October 17, 2010 by ab

INVISIBLE paths to the United States, it seems, have always passed through Monterrey. People and their merchandise come and go via paved roads and dusty lanes, but also through the famous little walkways, somewhere between manicured and overgrown, that are hidden among the thickets of underbrush.

Increasingly, Mexico has a hidden drug problem — but it’s not entirely the kind that you’d think. And the traffic won’t stop until it’s exposed.

As early as the 1940s, the local newspapers were reporting on captured smugglers. Those going north to the United States transported humans (generally seasonal farm workers) and substances for attaining those “artificial paradises” that so fascinated the French poètes maudits of the late 19th century. The other group, those going south, could bring almost anything they fancied into the country — you could bring a building into Mexico, people joked, as long as it fit under the bridge. And they knew, though they talked about it only in hushed tones, that quite a bit of money was being made.

I grew up thinking that “sardos,” the lowest-ranking members of the army, were the only Mexicans who smoked marijuana.
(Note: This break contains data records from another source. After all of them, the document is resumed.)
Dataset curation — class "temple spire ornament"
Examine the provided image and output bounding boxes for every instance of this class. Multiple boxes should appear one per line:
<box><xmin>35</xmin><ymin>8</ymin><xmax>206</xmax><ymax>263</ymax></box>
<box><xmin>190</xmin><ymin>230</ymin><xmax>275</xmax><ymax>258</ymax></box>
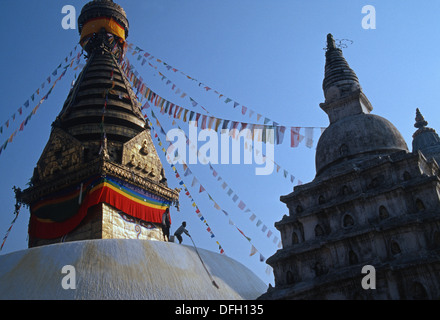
<box><xmin>412</xmin><ymin>108</ymin><xmax>440</xmax><ymax>165</ymax></box>
<box><xmin>322</xmin><ymin>33</ymin><xmax>362</xmax><ymax>109</ymax></box>
<box><xmin>414</xmin><ymin>108</ymin><xmax>429</xmax><ymax>129</ymax></box>
<box><xmin>326</xmin><ymin>33</ymin><xmax>337</xmax><ymax>51</ymax></box>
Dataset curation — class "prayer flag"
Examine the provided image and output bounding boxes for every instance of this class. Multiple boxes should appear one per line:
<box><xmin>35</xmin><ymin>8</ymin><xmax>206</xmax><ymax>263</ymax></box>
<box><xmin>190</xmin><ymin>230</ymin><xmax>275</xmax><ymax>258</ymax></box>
<box><xmin>208</xmin><ymin>117</ymin><xmax>215</xmax><ymax>130</ymax></box>
<box><xmin>189</xmin><ymin>111</ymin><xmax>195</xmax><ymax>122</ymax></box>
<box><xmin>222</xmin><ymin>120</ymin><xmax>230</xmax><ymax>130</ymax></box>
<box><xmin>305</xmin><ymin>127</ymin><xmax>314</xmax><ymax>148</ymax></box>
<box><xmin>214</xmin><ymin>118</ymin><xmax>222</xmax><ymax>132</ymax></box>
<box><xmin>276</xmin><ymin>126</ymin><xmax>286</xmax><ymax>145</ymax></box>
<box><xmin>201</xmin><ymin>115</ymin><xmax>207</xmax><ymax>130</ymax></box>
<box><xmin>291</xmin><ymin>127</ymin><xmax>301</xmax><ymax>148</ymax></box>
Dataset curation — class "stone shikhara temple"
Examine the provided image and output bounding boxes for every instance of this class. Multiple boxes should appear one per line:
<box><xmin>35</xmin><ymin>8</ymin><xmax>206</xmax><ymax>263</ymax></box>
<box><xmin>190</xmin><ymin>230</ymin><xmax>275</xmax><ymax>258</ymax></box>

But by the 1960s, the hippie generation had popularized pot, and during my university years several of my classmates smoked. As for harder drugs, few of us knew anything more than what we saw in the movies; only in the 1970s did we become aware of psychotropic pills that “drove you crazy.”

Around then, popular music, always a reliable witness, began to recount the stories of people transporting drugs beyond the Rio Grande. With each decade, the songs got more and more explicit. “Camelia la Tejana,” one of the most emblematic, is about a woman whose car tires were “filled with the evil weed.” It ends with a shooting death. But soon, lyricists stopped killing off their antiheroes. Drug trafficking became an adventure story, or a comedy: in one famous song, smugglers disguised as nuns traded “white powder” they swore was just powdered milk.

Still, we didn’t think of drugs as our problem. In Monterrey over the years we sang about them, sure, we even smoked them — but we kept insisting they were only passing through, north to the Americans. We saw the construction going on in Monterrey, the new fortunes, and we knew the phrase “money laundering,” but we looked the other way.

After 9/11, the drug industry became harder to ignore. From then, day in and day out, the news media reported on the border: on interceptions of huge marijuana and cocaine shipments, dozens of deaths caused by warring gangs and stories of coercion and corruption among government authorities and policemen.

And still the habit grew, among the young and not-so-young, though it was always denied, never admitted. In certain neighborhoods here, it was said, absolutely anything could be gotten.

We have come face to face with the violence associated with the business, we acknowledge it. But we don’t acknowledge our own drug problems. If those secret paths from south to north passed through some other country, some other state, perhaps Monterrey wouldn’t have the drug traffic it has today. But people here also buy and consume these paradise-inducing substances.

By ignoring this, we only put off learning the magnitude of our own addiction. There can be no solution until we come to terms with the truth. And after that, who knows?

Ricardo Elizondo Elizondo is a novelist and historian.